1. Analyte-specific FFPE bias. Greytak et al. (2015) and Do & Dobrovic (2015) documented that FFPE degrades DNA and RNA, introducing sequence artifacts and expression biases. Zhu et al. demonstrate that the opposite is true for proteins: formalin cross-linking preserves proteins from the degradation that affects FF samples even at −80°C. This means that FFPE introduces analyte-dependent biases — detrimental for nucleic acid analysis, neutral-to-beneficial for proteomic analysis. For multi-omic clonal evolution studies that integrate DNA, RNA, and protein data from the same FFPE block, the biases operate in opposite directions for different analytes.

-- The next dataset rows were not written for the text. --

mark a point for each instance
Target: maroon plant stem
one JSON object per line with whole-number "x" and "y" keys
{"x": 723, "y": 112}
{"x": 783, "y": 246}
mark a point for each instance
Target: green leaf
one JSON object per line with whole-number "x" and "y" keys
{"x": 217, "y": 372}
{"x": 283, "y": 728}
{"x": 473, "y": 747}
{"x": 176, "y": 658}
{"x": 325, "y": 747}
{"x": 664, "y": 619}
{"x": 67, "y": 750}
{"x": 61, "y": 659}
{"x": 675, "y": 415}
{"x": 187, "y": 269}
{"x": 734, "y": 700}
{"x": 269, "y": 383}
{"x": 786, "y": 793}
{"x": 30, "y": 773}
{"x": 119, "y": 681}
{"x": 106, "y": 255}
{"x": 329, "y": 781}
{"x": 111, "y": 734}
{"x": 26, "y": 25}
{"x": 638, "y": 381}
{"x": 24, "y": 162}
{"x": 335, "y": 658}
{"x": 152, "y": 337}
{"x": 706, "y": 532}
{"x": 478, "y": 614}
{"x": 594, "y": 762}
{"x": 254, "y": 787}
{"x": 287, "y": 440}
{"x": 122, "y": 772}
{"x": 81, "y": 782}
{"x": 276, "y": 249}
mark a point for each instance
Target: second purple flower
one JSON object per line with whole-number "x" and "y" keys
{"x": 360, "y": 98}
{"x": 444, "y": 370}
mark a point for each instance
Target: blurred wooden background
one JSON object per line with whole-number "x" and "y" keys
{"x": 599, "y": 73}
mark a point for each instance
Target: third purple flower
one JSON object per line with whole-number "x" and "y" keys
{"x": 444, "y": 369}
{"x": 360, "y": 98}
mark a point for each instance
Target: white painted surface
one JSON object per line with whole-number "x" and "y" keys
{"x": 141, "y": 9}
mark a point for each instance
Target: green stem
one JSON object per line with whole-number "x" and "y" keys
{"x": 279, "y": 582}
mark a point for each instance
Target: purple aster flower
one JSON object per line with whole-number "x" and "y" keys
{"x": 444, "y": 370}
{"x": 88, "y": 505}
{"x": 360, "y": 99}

2. Protein-level ITH is accessible from FFPE archives. The wiki’s framework recognizes that intratumor-heterogeneity has both genetic and non-genetic dimensions (transcriptional, phenotypic). Zhu et al. demonstrate that the phenotypic dimension — the proteomic state of tumor cells — can be recovered from FFPE archives with fidelity comparable to or better than FF samples. This opens the possibility of retrospective proteomic ITH analysis from archival cohorts where only FFPE tissue exists.

3. The pre-analytical variable hierarchy is analyte-specific. The wiki now documents a rank order of FFPE impact: DNA > RNA >> protein. DNA suffers the most severe artifacts (C→T deamination, fragmentation, crosslinking). RNA is intermediate — miRNA is more stable than mRNA, but both show significant preservation-dependent biases. Protein is the most stable analyte in FFPE — formalin fixation, far from being a problem, is actually a preservation strategy for proteins. This hierarchy has practical implications: when only FFPE tissue is available (the majority of clinical cohorts), proteomic measurements are more trustworthy than genomic measurements, and within genomic measurements, higher-coverage NGS with UDG pretreatment and molecular tagging is essential to mitigate artifacts.